Men and women lie about very different things. For example, the most common female-to-female fib is that of telling another woman how cute her outfit is when it’s clearly a recycled NASA spacesuit. And when a female coworker walks into the workplace dressed like a banana, other women are likely to tell her how sleek her peels are – how they really make her glow.

And if a coworker happens to parade around in a 1980s pantsuit with sewn-in shoulder pads, comments may range from how “commanding she looks” when she moves the squeezy stress-ball down the centerline of the cubicle floor at the office to: “Chelsea’s really been working on her upper body.”

On that note, Prince is in the process of replacing all of his shoulder-paded zoot suits with Speedos.
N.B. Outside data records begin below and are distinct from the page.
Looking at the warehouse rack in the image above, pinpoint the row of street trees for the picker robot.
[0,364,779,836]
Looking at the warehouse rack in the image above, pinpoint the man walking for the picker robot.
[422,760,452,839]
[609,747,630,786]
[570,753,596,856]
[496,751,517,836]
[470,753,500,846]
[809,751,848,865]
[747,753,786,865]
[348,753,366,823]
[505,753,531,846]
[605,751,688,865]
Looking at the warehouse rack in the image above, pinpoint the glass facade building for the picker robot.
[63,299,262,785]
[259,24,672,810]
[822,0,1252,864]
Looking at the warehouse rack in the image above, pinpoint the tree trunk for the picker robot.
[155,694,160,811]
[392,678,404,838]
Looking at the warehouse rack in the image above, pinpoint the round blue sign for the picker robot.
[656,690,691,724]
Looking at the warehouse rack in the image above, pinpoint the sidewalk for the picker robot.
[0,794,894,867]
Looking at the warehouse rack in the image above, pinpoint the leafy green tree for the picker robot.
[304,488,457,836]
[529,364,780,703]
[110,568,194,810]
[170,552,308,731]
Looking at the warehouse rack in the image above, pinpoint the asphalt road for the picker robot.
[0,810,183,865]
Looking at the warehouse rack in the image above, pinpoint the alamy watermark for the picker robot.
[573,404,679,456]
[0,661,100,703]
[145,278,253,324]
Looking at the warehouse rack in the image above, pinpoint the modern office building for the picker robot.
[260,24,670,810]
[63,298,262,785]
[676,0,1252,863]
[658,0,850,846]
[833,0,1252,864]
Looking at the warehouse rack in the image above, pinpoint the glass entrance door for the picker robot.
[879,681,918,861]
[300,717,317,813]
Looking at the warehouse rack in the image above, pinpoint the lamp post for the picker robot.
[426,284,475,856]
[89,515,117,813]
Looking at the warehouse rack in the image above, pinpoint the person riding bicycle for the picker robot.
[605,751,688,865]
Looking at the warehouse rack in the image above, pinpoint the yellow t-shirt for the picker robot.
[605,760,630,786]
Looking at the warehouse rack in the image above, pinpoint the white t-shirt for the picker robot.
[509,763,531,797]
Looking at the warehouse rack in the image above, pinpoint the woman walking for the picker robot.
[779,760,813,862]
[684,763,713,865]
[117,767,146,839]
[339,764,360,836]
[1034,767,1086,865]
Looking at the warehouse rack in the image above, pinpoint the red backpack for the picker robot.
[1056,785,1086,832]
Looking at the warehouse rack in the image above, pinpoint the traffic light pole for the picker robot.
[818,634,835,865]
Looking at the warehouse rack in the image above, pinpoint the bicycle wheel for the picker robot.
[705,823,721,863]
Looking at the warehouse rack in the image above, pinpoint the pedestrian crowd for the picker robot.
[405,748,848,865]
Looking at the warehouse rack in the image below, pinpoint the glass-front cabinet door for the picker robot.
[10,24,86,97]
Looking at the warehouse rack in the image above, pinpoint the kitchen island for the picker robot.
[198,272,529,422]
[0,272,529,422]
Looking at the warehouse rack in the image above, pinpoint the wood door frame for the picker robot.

The Rotary Club of Vail will be starting up a support group for women who have strayed the wrong-way down Fashion Avenue. They will be handing out fashion starter kits that will consist of Bon Jovi, white-leather-fringe rocker jackets. They will be offered to women who believe that the gray-and-white house-dress they nabbed off the clearance rack at the Gap really looks good.

Men are more sensitive to each others’ needs than woman and only direct their lies at the opposite sex. A man is more likely to boast about how he tamed wicked cornices and chutes on his ski vacation in Vail (which is code for the two-foot drop-off in the trees near Swingsville or the way the magic carpet “shoots” you forward when mounting it). Embellishments like these have been overheard at water-cooler talks around the country, especially when tall brunettes are present. And the taller the woman, the taller the tale.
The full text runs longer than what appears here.